GOOD Party criticises City of Cape Town over delayed affordable housing delivery following Constitutional Court ruling

The GOOD Party has strongly criticised the City of Cape Town following a recent Constitutional Court ruling concerning the long-running Tafelberg School site dispute.

The ruling found that both the City and the Western Cape provincial government failed to meet their constitutional obligations regarding access to adequate housing, and it set aside the 2015 sale of the Sea Point property.The court also ordered both spheres of government to submit detailed reports on their affordable housing plans and delivery track records.

GOOD mayoral candidate Brett Herron, who previously served in Cape Town’s mayoral committee for Transport and Urban Development, said the City’s reaction to the judgment showed a lack of accountability and an unwillingness to confront years of delays in addressing spatial inequality.

He pointed out that in 2017 the City had identified multiple well-located land parcels, including in the inner city, Salt River and Woodstock, for affordable housing development, but argued that these promises had not materialised into actual housing delivery.

Herron further claimed that no affordable homes had been delivered in Cape Town’s inner city since 2017, describing repeated housing announcements as unfulfilled commitments.He accused the City of repeatedly re-announcing stalled projects while failing to deliver tangible results on the ground.
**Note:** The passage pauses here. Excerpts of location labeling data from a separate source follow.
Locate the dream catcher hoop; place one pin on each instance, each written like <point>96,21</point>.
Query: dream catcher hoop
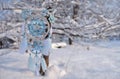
<point>37,28</point>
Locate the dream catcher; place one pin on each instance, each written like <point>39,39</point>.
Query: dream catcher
<point>35,29</point>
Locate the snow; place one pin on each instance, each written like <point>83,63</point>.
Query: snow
<point>100,61</point>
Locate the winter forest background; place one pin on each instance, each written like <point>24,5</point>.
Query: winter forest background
<point>86,33</point>
<point>75,20</point>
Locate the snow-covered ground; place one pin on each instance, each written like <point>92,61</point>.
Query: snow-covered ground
<point>101,61</point>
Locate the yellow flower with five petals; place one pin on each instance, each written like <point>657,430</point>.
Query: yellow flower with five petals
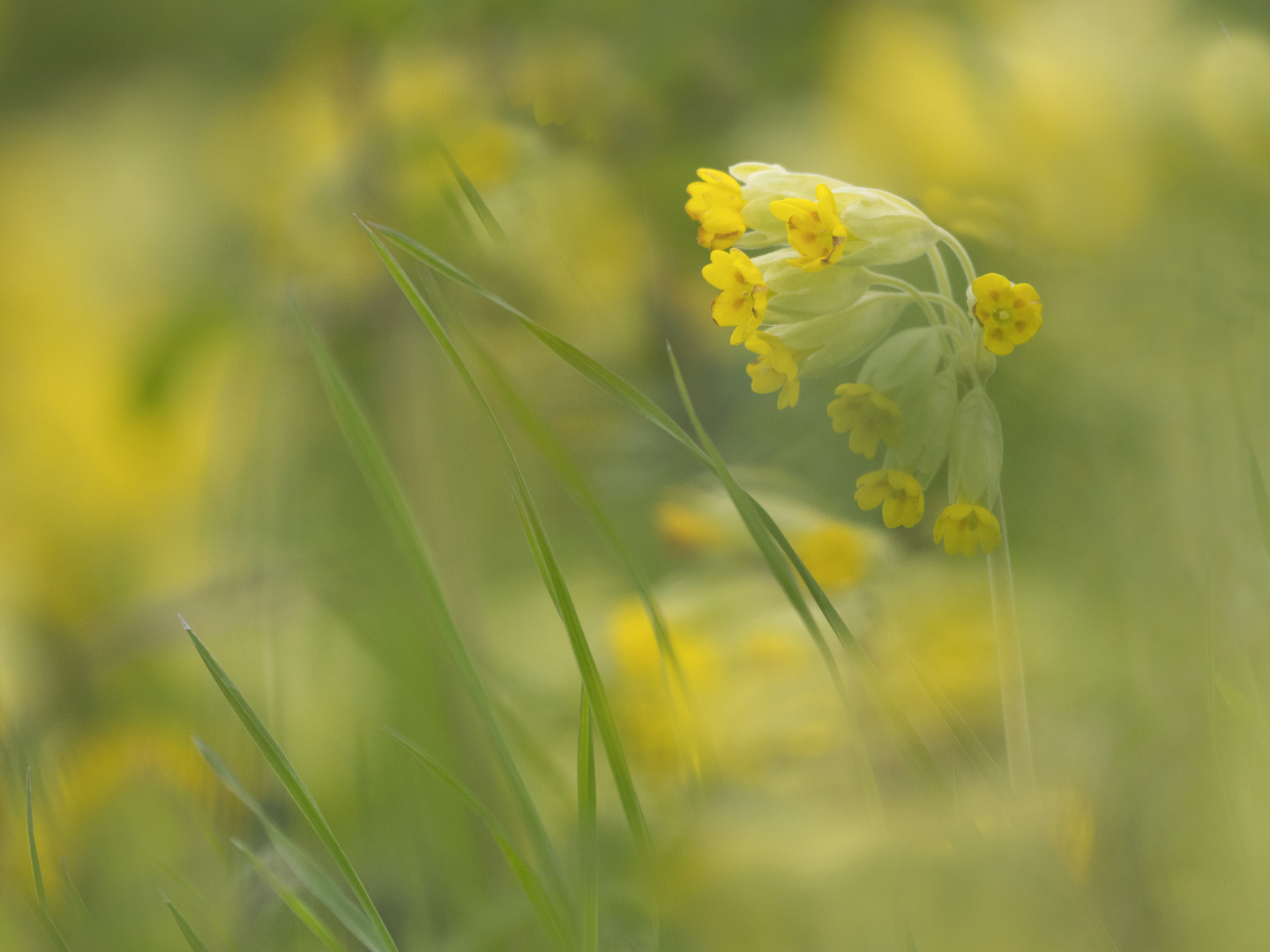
<point>967,527</point>
<point>868,415</point>
<point>814,228</point>
<point>742,299</point>
<point>776,368</point>
<point>1010,314</point>
<point>715,202</point>
<point>898,494</point>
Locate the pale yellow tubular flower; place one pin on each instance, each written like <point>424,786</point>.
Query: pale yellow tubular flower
<point>715,204</point>
<point>742,299</point>
<point>776,368</point>
<point>814,228</point>
<point>1010,314</point>
<point>966,528</point>
<point>898,494</point>
<point>868,415</point>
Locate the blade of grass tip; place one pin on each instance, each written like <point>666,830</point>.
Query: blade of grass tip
<point>1260,498</point>
<point>292,902</point>
<point>190,936</point>
<point>294,785</point>
<point>389,496</point>
<point>964,734</point>
<point>314,879</point>
<point>589,368</point>
<point>474,199</point>
<point>588,856</point>
<point>539,545</point>
<point>525,874</point>
<point>42,914</point>
<point>198,897</point>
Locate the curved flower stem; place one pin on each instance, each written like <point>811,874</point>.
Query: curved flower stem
<point>1010,661</point>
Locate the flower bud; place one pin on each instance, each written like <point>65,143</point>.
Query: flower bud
<point>975,450</point>
<point>912,354</point>
<point>845,337</point>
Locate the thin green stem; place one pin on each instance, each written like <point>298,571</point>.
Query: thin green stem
<point>1010,661</point>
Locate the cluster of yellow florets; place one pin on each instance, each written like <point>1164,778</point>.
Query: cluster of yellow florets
<point>813,305</point>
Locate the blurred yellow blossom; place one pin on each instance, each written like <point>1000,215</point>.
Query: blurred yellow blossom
<point>776,368</point>
<point>816,231</point>
<point>715,202</point>
<point>897,493</point>
<point>742,299</point>
<point>1010,314</point>
<point>966,527</point>
<point>868,415</point>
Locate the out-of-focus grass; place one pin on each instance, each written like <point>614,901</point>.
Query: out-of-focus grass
<point>165,447</point>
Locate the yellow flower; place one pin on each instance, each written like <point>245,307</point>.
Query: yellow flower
<point>1010,314</point>
<point>742,299</point>
<point>814,228</point>
<point>715,202</point>
<point>966,527</point>
<point>776,368</point>
<point>897,493</point>
<point>870,418</point>
<point>836,554</point>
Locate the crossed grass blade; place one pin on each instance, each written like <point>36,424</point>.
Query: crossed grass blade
<point>291,900</point>
<point>542,555</point>
<point>615,386</point>
<point>185,929</point>
<point>588,853</point>
<point>534,889</point>
<point>294,784</point>
<point>42,914</point>
<point>314,879</point>
<point>389,496</point>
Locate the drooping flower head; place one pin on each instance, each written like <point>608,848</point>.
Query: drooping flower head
<point>868,415</point>
<point>742,299</point>
<point>897,493</point>
<point>715,202</point>
<point>814,228</point>
<point>776,368</point>
<point>1010,314</point>
<point>967,527</point>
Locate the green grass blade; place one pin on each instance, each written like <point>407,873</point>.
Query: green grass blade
<point>1260,498</point>
<point>390,499</point>
<point>291,781</point>
<point>572,476</point>
<point>964,734</point>
<point>588,854</point>
<point>614,385</point>
<point>474,199</point>
<point>185,929</point>
<point>314,879</point>
<point>42,914</point>
<point>545,559</point>
<point>537,895</point>
<point>292,902</point>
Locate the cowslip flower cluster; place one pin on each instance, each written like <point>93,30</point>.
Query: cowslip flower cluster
<point>814,305</point>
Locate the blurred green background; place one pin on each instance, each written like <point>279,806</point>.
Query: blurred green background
<point>173,175</point>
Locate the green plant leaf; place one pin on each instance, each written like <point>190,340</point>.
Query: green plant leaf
<point>190,936</point>
<point>548,911</point>
<point>314,879</point>
<point>588,854</point>
<point>42,914</point>
<point>387,494</point>
<point>291,781</point>
<point>294,903</point>
<point>542,556</point>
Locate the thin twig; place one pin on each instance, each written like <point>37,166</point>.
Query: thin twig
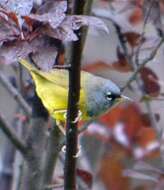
<point>12,136</point>
<point>144,62</point>
<point>143,33</point>
<point>15,94</point>
<point>55,186</point>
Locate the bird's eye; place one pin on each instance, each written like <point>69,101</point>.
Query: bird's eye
<point>109,96</point>
<point>112,97</point>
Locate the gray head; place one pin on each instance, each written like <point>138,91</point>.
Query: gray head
<point>102,95</point>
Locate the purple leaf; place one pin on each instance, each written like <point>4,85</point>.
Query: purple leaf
<point>22,7</point>
<point>55,15</point>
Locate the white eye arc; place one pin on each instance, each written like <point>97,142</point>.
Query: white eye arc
<point>109,96</point>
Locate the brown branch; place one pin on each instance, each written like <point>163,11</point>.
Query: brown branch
<point>15,94</point>
<point>52,152</point>
<point>73,105</point>
<point>12,136</point>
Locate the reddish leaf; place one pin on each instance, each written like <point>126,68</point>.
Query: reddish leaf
<point>85,176</point>
<point>55,15</point>
<point>14,17</point>
<point>149,136</point>
<point>22,7</point>
<point>150,80</point>
<point>146,119</point>
<point>8,30</point>
<point>121,65</point>
<point>133,38</point>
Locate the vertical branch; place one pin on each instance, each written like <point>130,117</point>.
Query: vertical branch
<point>52,153</point>
<point>73,105</point>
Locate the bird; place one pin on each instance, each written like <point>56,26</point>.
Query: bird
<point>97,94</point>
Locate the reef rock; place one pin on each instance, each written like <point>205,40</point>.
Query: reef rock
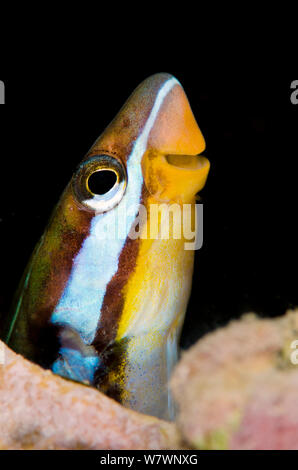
<point>39,410</point>
<point>237,388</point>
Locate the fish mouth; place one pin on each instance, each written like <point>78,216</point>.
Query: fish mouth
<point>188,162</point>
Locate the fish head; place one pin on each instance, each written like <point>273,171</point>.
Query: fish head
<point>96,275</point>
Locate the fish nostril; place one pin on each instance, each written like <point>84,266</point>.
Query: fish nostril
<point>100,182</point>
<point>187,162</point>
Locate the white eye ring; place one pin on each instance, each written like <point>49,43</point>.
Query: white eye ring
<point>99,202</point>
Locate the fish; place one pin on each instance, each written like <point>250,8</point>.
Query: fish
<point>103,298</point>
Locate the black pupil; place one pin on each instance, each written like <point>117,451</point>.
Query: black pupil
<point>102,181</point>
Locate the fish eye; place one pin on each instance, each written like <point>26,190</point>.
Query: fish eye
<point>99,183</point>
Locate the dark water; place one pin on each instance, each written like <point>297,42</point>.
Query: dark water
<point>248,261</point>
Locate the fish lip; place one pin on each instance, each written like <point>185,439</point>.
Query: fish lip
<point>187,162</point>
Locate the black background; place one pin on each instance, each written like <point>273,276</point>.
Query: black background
<point>248,261</point>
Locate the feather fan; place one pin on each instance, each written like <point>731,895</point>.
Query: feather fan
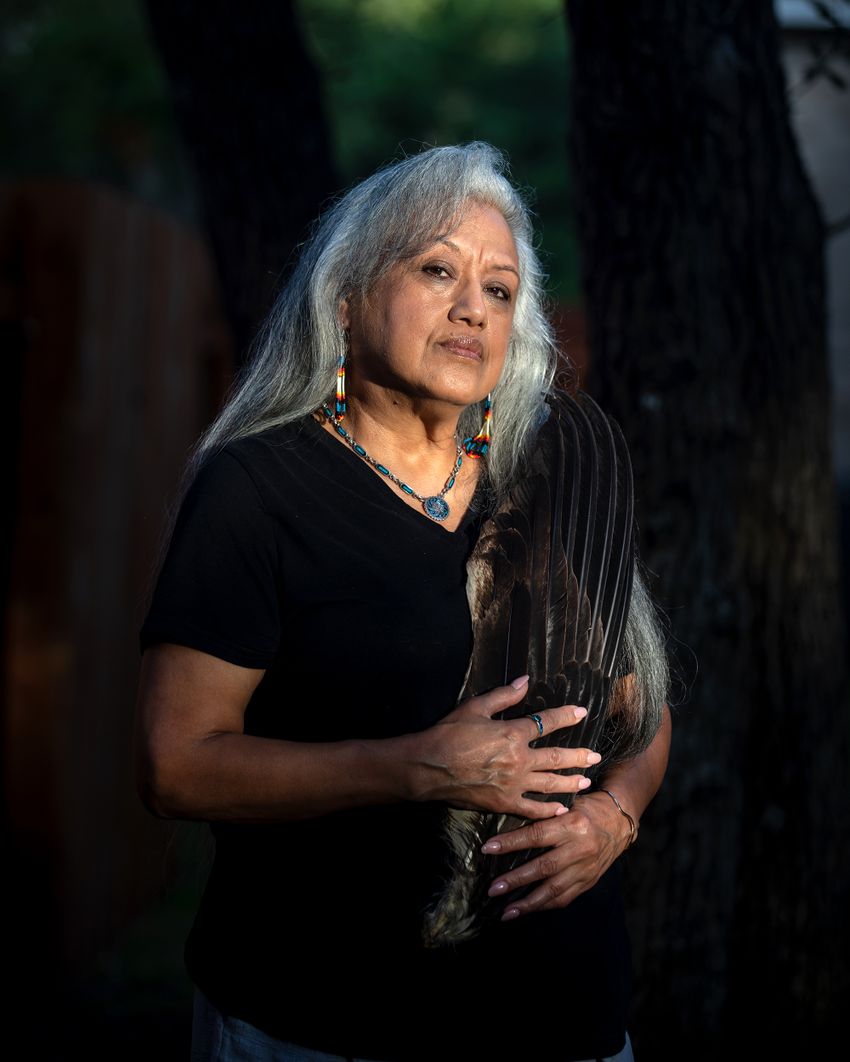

According to him, this pattern reflects a broader failure to transform the city’s apartheid-era spatial planning, which continues to concentrate opportunity and services in historically privileged areas.

The City of Cape Town has argued that it has made significant progress in its housing pipeline, including projects that are entering construction phases and future developments in planning.However, Herron dismissed these claims as misleading and insufficient in addressing urgent housing needs and inequality.

The Constitutional Court’s ruling is expected to have wider implications for how governments prioritise well-located public land for affordable housing.

Housing activists see it as a significant step in pushing both municipal and provincial authorities to accelerate inclusive urban development and address longstanding spatial injustices.